Most of the financial institutions that are supervised by the BSP were compelled to adopt and enhance their digital transformation initiatives. Given the banks’ dependence on outsourced third-party providers, the risks in information technology are likely to increase.
“This risk is expected to intensify with the growing complexity and criticality of outsourcing business functions. As such, it is crucial for BSFIs to put in place a robust vendor risk management system and integrate due diligence procedures to effectively manage third-party risk,” the BSP said.
The central bank also added that the cybersecurity incident involving BDO emphasized the importance of multi-layer cybersecurity defense for financial institutions.
“The occurrence of similar incidents stressed the need for a robust and real-time fraud management system to mitigate the risks in case initial preventive measures fail or if threat actors find a way to bypass existing controls,” the BSP said.
Further, the BSP continues to stretch its policy and supervisory reforms to engage banks and other financial institutions to strengthen its cybersecurity frameworks.
OUTLOOKAs new technology emerges, debt watchers consider cybersecurity risk issues as one of the most important factors in the assessment of banks’ credit ratings.
Fitch Ratings’ Mr. Febrian expressed gloomy outlook as he expects the bank ratings to be more sensitive to movements in the sovereign rating — an independent assessment of the creditworthiness of a country when it borrows on the domestic and international financial markets, in lieu of their preparedness for the future technological environment.
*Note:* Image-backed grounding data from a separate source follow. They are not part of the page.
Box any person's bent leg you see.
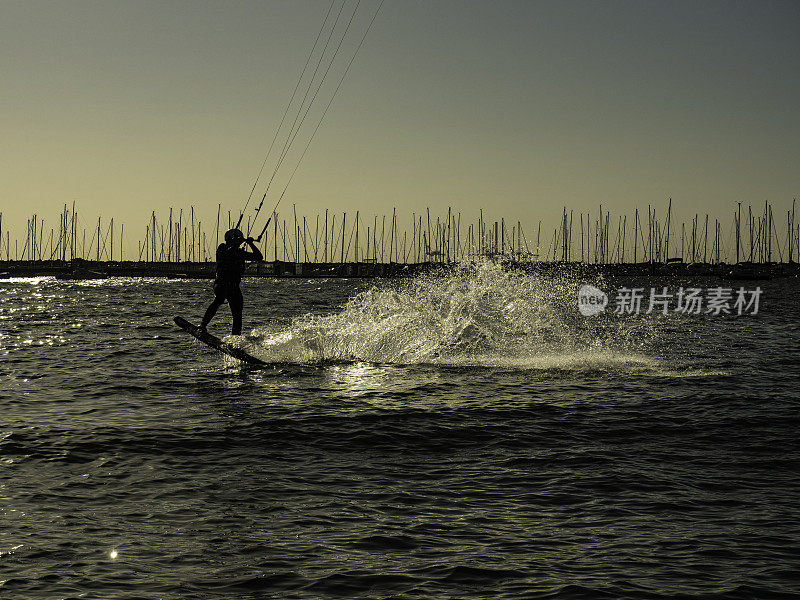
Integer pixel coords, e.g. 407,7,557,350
201,296,225,330
229,288,244,335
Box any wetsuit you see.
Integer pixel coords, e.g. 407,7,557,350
201,240,263,335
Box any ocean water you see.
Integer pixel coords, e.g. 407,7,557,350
1,263,798,599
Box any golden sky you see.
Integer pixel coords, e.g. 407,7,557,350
1,1,798,258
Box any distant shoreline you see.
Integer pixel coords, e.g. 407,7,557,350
1,259,796,280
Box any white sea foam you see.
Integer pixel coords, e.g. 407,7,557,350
240,261,665,372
“This is because the Issuer Default ratings of all the banks rated by Fitch Ratings’ in the Philippines are driven by our expectation of sovereign support. The rising interest rate environment is also likely to have a larger bearing on the banks’ near-term financial performance, which we expect to favor their earnings but exert moderate pressure on their assets quality for the next one to two years,” Mr. Febrian said.
For S&P Global Ratings’ Ms. Anand: “We think it likely that cyber incidents will become more sophisticated, thus making them more difficult to handle. We therefore consider that the expansion of the organizational digital capabilities should be accompanied with strengthening and increasing the cyber defense and cyber risk management culture.”